A memo released be the league’s central office detailed the plans to eliminate the brutal four-games-in-five-nights scenarios.

Commissioner Silver with Jayson Tatum.
Commissioner Adam Silver poses for pictures with top Celtics prospect Jayson Tatum at the 2017 Draft.
Brad Penner-USA TODAY Sports

It was nearly a year ago that the would-be 2016-17 Eastern Conference champs kicked off a grueling first half of the season. CelticsBlog editor wjsy sized up the gnarly first three months well in a post he wrote a year ago this week.

....the first two months of the season are brutal. The Celtics don’t have a home stand longer than two games in October, November, and December, and 20 out of their first 34 games are on the road.
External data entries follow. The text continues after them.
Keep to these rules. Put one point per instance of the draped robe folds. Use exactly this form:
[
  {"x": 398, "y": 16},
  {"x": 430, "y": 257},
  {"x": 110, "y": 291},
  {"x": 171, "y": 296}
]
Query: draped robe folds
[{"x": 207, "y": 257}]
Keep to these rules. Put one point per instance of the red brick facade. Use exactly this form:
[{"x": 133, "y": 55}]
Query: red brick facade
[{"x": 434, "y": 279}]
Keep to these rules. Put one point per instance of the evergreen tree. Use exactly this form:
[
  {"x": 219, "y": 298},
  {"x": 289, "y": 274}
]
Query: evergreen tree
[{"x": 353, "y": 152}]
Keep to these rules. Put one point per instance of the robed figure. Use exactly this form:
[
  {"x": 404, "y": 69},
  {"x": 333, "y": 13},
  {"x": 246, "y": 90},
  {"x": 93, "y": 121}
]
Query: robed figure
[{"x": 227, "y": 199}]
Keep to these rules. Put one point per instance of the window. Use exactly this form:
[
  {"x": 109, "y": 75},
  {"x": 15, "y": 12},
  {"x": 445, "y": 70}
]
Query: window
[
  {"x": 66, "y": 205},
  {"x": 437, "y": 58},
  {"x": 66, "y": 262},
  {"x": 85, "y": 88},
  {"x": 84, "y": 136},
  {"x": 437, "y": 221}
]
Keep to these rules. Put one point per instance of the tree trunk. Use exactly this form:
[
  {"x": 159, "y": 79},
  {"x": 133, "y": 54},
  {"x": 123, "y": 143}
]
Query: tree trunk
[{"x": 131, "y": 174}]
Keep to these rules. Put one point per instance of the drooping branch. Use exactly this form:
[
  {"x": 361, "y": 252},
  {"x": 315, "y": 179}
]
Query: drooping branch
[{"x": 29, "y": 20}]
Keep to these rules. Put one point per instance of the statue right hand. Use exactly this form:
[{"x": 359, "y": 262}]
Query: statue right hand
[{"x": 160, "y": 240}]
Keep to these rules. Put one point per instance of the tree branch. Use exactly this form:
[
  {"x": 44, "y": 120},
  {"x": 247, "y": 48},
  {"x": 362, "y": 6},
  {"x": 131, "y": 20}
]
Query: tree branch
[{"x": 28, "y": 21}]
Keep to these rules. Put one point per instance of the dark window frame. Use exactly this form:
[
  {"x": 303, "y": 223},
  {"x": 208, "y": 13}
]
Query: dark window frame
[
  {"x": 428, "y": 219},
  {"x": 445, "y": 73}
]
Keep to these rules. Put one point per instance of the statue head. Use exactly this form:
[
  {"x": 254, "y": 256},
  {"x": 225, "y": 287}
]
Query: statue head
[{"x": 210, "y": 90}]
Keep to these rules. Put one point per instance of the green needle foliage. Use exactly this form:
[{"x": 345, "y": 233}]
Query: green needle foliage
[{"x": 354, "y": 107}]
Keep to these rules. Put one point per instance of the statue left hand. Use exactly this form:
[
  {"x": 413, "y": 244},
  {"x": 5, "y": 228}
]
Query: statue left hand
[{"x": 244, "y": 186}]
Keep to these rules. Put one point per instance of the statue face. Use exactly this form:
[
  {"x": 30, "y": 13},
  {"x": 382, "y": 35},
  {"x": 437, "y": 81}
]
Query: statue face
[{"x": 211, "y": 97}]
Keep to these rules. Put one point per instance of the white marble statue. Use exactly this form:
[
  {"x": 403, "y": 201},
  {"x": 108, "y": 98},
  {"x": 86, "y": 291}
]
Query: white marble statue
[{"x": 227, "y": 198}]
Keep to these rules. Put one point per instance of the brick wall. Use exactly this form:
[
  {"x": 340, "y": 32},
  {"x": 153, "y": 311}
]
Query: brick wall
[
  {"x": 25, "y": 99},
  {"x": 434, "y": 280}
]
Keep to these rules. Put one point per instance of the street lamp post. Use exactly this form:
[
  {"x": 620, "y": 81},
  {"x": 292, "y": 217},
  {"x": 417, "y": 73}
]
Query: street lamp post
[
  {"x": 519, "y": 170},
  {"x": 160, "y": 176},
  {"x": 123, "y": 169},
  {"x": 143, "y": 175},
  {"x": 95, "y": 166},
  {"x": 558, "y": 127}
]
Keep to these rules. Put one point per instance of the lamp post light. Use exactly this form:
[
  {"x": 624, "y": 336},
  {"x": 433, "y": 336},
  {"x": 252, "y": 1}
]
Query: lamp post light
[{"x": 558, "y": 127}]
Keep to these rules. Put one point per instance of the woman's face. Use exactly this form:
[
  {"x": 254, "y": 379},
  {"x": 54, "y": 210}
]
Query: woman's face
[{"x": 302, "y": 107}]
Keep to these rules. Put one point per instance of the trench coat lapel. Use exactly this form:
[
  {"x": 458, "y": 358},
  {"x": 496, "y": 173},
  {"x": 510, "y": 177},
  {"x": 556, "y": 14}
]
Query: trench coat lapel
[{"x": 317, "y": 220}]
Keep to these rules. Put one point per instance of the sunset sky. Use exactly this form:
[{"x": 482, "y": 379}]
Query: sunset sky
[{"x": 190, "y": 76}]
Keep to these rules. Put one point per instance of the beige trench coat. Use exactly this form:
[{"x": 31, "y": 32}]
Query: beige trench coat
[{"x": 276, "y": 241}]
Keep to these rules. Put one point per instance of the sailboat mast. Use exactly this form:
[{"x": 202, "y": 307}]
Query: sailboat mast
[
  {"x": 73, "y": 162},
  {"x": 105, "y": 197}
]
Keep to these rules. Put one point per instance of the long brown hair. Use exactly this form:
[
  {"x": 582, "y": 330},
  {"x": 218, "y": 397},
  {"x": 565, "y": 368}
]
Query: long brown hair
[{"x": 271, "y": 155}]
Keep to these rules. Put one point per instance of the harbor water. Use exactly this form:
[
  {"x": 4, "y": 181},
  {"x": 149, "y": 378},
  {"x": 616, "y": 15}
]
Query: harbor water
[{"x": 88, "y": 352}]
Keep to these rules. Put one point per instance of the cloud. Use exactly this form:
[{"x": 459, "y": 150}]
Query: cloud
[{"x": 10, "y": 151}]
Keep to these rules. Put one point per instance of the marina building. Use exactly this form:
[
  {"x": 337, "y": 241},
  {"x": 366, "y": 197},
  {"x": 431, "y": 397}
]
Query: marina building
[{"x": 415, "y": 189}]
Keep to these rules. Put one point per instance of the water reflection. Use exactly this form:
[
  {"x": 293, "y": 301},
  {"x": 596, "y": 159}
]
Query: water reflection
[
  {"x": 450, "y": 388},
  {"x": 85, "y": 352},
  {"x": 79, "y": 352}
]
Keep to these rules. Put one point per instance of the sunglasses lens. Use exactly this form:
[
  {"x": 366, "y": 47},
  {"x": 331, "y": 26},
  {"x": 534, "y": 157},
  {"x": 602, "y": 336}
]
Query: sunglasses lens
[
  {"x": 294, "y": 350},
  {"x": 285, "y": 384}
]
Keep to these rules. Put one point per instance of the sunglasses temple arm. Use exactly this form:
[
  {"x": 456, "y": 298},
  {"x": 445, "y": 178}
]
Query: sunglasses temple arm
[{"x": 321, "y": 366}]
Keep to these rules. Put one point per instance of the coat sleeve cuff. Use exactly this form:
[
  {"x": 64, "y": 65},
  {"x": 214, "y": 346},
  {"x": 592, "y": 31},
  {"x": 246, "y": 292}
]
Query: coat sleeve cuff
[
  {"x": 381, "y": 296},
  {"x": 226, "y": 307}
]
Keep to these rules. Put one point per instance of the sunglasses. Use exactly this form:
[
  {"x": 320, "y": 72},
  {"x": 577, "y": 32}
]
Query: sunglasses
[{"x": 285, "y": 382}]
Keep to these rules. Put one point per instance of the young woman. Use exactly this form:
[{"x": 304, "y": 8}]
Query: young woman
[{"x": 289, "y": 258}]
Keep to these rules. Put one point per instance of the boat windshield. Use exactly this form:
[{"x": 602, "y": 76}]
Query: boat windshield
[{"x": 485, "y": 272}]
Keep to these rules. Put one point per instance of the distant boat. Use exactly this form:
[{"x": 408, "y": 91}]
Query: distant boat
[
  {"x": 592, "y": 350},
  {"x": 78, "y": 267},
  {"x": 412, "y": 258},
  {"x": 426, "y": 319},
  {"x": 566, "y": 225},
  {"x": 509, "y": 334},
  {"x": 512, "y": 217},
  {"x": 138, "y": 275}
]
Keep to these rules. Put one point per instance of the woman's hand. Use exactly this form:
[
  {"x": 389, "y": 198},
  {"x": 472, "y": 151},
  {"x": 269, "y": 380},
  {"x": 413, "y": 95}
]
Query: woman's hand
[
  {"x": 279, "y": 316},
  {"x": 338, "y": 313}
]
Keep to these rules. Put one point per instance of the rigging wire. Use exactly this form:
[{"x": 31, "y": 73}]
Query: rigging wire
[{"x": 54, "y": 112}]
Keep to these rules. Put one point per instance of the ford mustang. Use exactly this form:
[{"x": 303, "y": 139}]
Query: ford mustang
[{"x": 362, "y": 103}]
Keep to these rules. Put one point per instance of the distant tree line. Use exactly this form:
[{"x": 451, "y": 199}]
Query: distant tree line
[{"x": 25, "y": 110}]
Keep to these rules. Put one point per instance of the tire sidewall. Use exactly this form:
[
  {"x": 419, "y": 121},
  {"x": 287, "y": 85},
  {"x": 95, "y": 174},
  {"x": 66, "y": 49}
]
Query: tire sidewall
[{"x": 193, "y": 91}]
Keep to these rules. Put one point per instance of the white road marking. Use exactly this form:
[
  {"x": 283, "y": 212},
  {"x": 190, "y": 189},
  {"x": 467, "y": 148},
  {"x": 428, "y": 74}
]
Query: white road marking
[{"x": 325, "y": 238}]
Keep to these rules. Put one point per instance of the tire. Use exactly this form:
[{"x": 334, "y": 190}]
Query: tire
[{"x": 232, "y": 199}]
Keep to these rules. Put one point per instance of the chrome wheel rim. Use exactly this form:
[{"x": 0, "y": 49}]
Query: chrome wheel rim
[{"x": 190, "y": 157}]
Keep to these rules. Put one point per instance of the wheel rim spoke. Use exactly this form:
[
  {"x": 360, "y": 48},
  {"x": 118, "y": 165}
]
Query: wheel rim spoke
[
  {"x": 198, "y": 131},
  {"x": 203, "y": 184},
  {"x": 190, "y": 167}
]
That makes for a nice home stretch to close out 2016-2017, but the team could struggle out of the gate.

Well, the 2017-18 campaign should feel different for both players and fans.

According to a report from ESPN’s Brian Windhorst, the league announced via memo yesterday that the season’s earlier start in mid-October will remove the need for runs of four games in five days and 18 games in 30 days. There are a host of other changes detailed in the report.

The announcements stop short of any talk of shortening the season (or games, for that matter) to lessen the burden on players’ bodies, but it should account for more rest for contenders that will spend more time on national broadcasts.

This year, that means the Boston Celtics.

Whether Celtics player, staffer, or fan – rest and schedule spacing will likely be received with warm embrace. Thomas’ hip injury and subsequent recovery is still a concern, so it’s a comfort to know that the team won’t have to repeat last year’s gauntlet of away games to kick off the 2017-18 campaign. And, with Boston’s plethora of new pieces, the schedule buffer may also allow Brad Stevens and his assistant coaches to work their lineup magic with less pressure.

These changes also mean that while Isaiah Thomas and Company rest their legs before those big national games, so too will the Steph Curry and Kevin Durants, the Lebron James and Kyrie Irvings (maybe?), and other star-filled teams across the league.

Players and teams have long sought relief from back-to-backs and rough road trips. The Spurs took the lead on resting stars years ago in spite of the expectant fans.

The discussion around teams handing out DNPs to top players reached a head last spring, when the Warriors and Spurs rested their stars for a Saturday game on ABC, with the Cavaliers following suit for a matchup with the Clippers a week later. Adam Silver fired a warning shot of a memo across the bows of these teams in a statement obtained by ESPN’s Ramona Shelburne that was widely covered thereafter.

The league’s tone, now well-removed from the incidents last spring, seems measured and empathetic.

This looks like a win-win for the Celtics, other top teams, and fans across the league.